22. The method of claim 16, wherein the bactericidal compound comprises a sodium hydroxide solution.

23. The method of claim 16, wherein the bactericidal compound comprises a sodium hydroxide and sodium citrate solution.

24. The method of claim 16, wherein the buffer solution comprises a phosphate buffer solution.

25. The method of claim 16, wherein the buffer solution comprises a phosphate buffer solution, wherein the pH of the buffer solution if from about 6.5 to about 7.5.

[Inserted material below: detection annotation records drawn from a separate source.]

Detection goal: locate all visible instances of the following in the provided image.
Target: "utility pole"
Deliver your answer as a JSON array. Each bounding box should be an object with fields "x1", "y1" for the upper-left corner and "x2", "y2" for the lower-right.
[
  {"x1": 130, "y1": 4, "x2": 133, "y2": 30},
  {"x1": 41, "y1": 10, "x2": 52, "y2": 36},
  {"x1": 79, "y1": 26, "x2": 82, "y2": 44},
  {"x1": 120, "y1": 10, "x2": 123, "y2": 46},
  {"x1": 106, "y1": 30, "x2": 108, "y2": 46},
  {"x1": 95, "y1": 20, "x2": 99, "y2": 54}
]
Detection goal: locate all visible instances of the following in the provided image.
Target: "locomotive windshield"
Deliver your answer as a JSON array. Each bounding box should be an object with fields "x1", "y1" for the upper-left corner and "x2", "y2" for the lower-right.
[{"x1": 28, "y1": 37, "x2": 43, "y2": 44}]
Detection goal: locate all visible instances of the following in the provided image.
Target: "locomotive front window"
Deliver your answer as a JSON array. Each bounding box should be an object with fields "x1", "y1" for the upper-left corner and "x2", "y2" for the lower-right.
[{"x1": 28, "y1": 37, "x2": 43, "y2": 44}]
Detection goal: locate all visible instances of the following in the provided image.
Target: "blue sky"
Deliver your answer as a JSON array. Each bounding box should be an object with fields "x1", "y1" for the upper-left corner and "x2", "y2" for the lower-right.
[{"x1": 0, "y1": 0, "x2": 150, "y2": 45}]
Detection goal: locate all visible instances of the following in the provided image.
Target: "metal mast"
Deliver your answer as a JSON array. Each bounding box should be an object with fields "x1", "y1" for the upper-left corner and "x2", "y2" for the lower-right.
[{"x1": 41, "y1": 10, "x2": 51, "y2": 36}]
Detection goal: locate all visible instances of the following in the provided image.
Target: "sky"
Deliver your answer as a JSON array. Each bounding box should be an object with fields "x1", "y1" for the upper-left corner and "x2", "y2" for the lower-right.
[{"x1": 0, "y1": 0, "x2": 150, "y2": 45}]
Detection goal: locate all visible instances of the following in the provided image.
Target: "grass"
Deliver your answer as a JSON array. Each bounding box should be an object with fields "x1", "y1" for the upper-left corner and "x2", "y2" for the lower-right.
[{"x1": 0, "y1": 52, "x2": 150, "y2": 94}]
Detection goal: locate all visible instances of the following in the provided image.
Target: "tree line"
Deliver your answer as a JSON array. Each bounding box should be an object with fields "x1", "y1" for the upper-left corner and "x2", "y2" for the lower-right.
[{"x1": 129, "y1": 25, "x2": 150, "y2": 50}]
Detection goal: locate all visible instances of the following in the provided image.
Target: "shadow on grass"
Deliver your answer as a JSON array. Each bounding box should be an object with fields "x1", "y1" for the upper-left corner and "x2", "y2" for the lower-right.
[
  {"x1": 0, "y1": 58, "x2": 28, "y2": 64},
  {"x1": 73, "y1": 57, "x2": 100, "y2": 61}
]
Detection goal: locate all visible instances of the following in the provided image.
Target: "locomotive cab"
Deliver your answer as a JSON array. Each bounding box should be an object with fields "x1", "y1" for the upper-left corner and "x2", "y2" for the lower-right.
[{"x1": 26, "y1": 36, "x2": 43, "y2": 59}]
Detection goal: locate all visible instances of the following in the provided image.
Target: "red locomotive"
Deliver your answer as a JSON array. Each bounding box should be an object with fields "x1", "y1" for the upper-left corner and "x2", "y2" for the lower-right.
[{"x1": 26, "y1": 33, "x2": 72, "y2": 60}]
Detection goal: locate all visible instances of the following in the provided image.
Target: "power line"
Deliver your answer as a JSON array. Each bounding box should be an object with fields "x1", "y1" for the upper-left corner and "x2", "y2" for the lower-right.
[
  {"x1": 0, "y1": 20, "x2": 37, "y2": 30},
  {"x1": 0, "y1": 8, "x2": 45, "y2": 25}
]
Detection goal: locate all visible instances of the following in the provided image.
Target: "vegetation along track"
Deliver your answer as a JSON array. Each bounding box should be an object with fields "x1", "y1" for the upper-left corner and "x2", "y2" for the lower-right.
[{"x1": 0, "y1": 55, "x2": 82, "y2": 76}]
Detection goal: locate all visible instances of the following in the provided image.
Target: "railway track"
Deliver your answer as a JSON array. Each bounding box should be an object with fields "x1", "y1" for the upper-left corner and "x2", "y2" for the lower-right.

26. The method of claim 16, wherein the biological sample comprises sputum, bronchoalveolar fluid, gastric lavage fluid, pleural, pericardial or peritoneal fluids or urine.

27. The method of claim 16, wherein one or more of the tubes are adapted for use in a centrifuge.

28. The method of claim 16, further comprising concentrating the mycobacteria.

29. The method of claim 28, wherein concentrating the mycobacteria comprises centrifuging the first container.